Humanoid robot + large model, why is it a new outlet for investors to chase?

Moonspring Bionic Intelligent Smart Hand, photo provided by the company

Zhao Di, CTO of Yuequan Bionics, told "Jiazi Lightyear" that the current joint-type humanoid robots can generally only grasp and hold, and it is difficult to perform more complex actions such as unbuttoning. In order for humanoid robots to truly serve humans, a good and capable hands are necessary, so it is particularly important to innovate and break through the underlying principles and propose new configurations.

In terms of the movement of humanoid robots, Yuequan Bionic also conducts research on the independent innovation theory of "bionic stretch body robot". Zhao Di mentioned, "Under normal circumstances, a joint can have up to 6 degrees of freedom, but the joint drive robot locks the degrees of freedom in order to pursue control accuracy, and in fact there are only 1~3 degrees of freedom at most, resulting in a high level of power consumption, which is dozens or even hundreds of times the level of human movement power consumption." ”

According to him, Yuequan's bionic body pulling body robot can overcome the shortcomings of traditional joint-driven robots, so that the robot has similar movement characteristics to humans, can take into account stability in the case of high degree of freedom of movement, and can achieve rapid adaptive adjustment of joint stiffness at the same time enable the robot to achieve safe interaction with the environment, and the sports energy consumption index is only one to two times that of the human body. At the same time, due to the new driving method, Yuequan Bionic's products no longer need to use complex and expensive reducers, reducing costs. It is understood that the company has also developed micromotors and bionic materials to match the performance needs of the pull-and-pressure body drive mode.

At the robot conference, we also saw a lot of humanoid robots showing various skills.

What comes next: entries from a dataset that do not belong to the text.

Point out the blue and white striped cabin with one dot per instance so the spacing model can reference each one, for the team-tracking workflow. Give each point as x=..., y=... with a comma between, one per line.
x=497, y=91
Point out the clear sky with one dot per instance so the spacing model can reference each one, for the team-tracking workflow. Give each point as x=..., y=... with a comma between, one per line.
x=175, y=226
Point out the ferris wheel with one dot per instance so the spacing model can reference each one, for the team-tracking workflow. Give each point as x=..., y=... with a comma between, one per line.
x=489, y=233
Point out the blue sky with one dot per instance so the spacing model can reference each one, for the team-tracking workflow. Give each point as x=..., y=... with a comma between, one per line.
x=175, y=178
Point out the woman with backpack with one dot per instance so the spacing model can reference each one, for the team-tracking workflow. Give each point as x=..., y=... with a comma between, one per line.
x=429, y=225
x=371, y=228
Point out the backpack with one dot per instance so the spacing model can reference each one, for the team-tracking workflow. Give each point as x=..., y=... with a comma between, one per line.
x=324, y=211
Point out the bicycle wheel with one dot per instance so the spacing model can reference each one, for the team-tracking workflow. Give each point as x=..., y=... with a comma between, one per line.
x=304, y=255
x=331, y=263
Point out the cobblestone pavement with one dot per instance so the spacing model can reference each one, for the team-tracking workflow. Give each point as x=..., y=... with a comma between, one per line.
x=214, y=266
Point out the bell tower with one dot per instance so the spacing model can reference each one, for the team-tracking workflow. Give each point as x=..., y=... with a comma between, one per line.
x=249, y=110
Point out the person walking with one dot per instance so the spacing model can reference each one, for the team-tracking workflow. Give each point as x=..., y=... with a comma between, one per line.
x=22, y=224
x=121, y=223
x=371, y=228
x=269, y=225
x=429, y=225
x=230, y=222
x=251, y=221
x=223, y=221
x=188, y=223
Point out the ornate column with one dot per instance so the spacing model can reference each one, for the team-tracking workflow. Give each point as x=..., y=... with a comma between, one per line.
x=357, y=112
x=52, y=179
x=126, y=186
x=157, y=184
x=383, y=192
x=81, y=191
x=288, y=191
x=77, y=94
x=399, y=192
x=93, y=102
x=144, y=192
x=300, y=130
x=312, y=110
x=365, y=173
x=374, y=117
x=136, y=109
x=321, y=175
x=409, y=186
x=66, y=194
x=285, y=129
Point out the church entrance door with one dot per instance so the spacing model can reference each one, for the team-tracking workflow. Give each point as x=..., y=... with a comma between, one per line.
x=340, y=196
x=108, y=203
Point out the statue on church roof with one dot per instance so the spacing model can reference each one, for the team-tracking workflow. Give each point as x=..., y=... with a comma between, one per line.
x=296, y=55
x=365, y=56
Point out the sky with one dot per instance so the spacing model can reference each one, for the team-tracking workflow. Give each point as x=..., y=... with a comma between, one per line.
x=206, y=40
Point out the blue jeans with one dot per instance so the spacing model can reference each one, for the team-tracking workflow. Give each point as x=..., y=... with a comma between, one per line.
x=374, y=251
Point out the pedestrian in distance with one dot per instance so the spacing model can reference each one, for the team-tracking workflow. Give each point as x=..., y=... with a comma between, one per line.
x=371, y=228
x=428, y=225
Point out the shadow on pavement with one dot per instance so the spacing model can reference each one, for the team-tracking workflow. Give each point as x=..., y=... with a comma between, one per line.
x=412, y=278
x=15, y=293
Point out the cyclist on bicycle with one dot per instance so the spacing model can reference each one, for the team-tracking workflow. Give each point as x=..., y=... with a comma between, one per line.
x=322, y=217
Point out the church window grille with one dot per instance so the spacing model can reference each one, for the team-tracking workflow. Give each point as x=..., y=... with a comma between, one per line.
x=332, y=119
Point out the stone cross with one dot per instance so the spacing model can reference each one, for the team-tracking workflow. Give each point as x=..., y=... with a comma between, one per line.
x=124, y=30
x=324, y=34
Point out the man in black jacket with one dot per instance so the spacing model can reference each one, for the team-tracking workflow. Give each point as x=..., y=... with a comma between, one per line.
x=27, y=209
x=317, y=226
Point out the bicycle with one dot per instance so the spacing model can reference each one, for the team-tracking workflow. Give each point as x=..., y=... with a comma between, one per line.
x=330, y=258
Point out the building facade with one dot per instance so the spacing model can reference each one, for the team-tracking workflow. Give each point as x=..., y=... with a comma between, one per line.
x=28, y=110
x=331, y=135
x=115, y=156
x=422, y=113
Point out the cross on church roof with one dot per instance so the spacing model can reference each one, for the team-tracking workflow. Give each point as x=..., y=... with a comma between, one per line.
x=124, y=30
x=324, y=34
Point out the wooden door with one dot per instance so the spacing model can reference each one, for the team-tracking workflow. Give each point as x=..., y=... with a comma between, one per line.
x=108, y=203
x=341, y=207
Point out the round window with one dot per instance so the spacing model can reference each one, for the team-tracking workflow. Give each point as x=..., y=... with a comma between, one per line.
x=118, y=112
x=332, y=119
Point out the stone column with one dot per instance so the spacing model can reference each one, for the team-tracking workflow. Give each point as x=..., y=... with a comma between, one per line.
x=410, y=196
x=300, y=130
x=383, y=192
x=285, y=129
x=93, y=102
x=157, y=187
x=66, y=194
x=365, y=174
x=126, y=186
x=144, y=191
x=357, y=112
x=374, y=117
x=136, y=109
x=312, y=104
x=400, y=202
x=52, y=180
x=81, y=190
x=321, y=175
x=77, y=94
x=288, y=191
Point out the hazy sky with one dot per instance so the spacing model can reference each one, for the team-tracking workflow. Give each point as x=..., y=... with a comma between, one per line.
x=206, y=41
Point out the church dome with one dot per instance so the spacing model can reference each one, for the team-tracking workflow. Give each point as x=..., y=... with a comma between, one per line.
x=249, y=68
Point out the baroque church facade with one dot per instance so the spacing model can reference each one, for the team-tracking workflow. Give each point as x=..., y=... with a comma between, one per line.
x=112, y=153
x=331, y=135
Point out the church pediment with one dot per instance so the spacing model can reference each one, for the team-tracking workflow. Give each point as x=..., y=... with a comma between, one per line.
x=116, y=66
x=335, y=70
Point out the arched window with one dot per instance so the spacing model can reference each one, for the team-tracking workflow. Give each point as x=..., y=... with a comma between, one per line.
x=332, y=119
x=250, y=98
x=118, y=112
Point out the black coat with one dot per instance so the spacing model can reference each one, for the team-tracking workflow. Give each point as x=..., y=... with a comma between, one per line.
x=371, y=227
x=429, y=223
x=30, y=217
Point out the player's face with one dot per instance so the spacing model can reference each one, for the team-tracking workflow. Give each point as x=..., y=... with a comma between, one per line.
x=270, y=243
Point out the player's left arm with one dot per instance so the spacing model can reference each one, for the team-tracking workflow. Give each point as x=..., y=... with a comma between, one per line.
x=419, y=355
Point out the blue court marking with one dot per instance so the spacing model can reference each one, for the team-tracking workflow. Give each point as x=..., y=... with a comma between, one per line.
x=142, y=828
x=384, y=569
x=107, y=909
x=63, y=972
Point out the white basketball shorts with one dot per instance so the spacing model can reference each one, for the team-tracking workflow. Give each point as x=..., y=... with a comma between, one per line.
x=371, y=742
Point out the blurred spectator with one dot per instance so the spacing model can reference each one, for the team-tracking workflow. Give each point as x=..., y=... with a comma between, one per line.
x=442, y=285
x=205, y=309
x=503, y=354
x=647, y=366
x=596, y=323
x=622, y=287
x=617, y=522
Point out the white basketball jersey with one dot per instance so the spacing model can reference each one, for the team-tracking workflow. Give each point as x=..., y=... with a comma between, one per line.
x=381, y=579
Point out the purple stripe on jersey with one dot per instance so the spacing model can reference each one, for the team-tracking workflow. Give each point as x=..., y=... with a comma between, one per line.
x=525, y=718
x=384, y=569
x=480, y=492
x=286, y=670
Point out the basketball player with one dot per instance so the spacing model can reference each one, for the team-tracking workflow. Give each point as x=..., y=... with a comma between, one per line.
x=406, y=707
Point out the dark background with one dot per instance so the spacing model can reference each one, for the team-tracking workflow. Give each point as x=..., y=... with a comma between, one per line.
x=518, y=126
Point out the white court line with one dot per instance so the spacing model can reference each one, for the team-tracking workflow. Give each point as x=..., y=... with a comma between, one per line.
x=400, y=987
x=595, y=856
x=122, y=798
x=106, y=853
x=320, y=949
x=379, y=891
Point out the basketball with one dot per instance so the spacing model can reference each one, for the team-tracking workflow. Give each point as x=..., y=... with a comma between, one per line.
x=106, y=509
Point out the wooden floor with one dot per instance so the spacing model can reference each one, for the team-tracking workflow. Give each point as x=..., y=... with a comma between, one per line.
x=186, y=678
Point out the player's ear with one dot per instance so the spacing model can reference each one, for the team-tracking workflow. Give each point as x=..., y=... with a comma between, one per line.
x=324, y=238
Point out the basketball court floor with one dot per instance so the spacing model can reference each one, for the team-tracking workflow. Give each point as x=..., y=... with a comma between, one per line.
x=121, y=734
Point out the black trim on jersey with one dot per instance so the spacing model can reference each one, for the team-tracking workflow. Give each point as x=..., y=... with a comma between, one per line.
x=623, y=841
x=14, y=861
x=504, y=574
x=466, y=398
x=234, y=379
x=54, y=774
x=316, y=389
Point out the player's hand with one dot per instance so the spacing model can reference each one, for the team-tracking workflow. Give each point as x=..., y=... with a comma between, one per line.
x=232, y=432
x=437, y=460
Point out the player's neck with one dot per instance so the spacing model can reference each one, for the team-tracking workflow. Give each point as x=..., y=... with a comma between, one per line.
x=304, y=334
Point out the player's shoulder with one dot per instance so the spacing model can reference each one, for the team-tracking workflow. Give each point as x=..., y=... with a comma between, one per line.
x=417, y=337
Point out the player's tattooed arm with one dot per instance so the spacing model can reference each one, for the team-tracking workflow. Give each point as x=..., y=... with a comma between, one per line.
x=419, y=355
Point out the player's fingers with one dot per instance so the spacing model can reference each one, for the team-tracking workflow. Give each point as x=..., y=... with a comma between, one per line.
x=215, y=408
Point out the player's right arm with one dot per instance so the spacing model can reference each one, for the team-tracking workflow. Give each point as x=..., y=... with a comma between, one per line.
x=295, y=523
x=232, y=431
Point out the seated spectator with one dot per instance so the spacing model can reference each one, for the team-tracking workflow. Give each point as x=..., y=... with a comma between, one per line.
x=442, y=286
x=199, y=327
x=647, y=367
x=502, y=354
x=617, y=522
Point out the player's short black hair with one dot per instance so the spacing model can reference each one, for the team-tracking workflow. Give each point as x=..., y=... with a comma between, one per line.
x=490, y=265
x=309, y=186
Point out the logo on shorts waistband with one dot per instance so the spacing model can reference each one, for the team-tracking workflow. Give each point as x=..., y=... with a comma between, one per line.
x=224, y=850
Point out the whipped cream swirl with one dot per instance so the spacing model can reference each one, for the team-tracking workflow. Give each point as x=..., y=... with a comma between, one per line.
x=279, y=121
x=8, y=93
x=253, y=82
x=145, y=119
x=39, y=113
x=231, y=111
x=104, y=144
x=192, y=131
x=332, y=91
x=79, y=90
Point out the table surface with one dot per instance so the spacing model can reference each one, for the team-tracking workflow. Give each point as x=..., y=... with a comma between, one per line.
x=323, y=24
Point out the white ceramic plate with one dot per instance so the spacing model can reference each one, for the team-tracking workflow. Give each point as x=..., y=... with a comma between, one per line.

Chase brought the newly released humanoid robot released in March this year to the scene, which is a robot with a height of 178cm and a weight of 56kg, with a total of 44 degrees of freedom in the whole body, of which there are complete 6 degrees of freedom on one leg, which can complete standing on one leg. In addition, the robot is equipped with a depth camera to complete the modeling of the indoor 3D environment, and also integrates an AI large language model to communicate and dialogue in real time.

Humanoid robot + large model, why is it a new outlet for investors to chase?

Chasing robot performing coffee lattica, picture from Chase

Yu Chao, head of the humanoid robot of Chasing Technology, told "Jiazi Lightyear": "The difficulty of the humanoid robot to independently realize the coffee 'pulled' is that it needs to interact with people in an open space, which means that there will be many uncertainties in its spatial position and trajectory, and tools that need to identify different materials and sizes." To solve these problems, it is necessary to equip more intelligent models, sensors, and make innovative adjustments in mechanical structure design. ”

Robot company Unitree Technology not only brought the quadruped robot that has landed in the industry scene, but also brought the newly released humanoid robot H1.

Humanoid robot + large model, why is it a new outlet for investors to chase?

Filmed on the spot by Jiazi Lightyear

This is a full-size general-purpose humanoid robot that can run, with the highest dynamic performance of the world's approximate specifications, and is equipped with 360° panoramic depth perception, walking speed greater than 1.5m/s, potential exercise capacity greater than 5m/s, and the weight of the whole machine is about 47kg. Relevant personnel told "Jiazi Lightyear" that H1 will be officially put into production in the second half of the year, and the price will be within hundreds of thousands of yuan.

Even if it is kicked from the side or behind, H1 can be like a person, and after a slight stagger, it can find a new balance without falling. A robotics engineer told "Koshi Lightyear": "Achieving this function is not an easy task, everyone knows which mathematical function is used behind it, but it is difficult to really implement it into the product." ”

Everyone's curiosity about Xiaomi is more focused on the newly released quadruped robot, and the humanoid robot "Tie Da" released last year is less noticed. According to "Jiazi Lightyear", the humanoid robot "Tieda" released by Xiaomi last year was manufactured by Chase, which itself is also a member of the Xiaomi ecological chain and has accumulated some experience in multiple software and hardware such as height motors.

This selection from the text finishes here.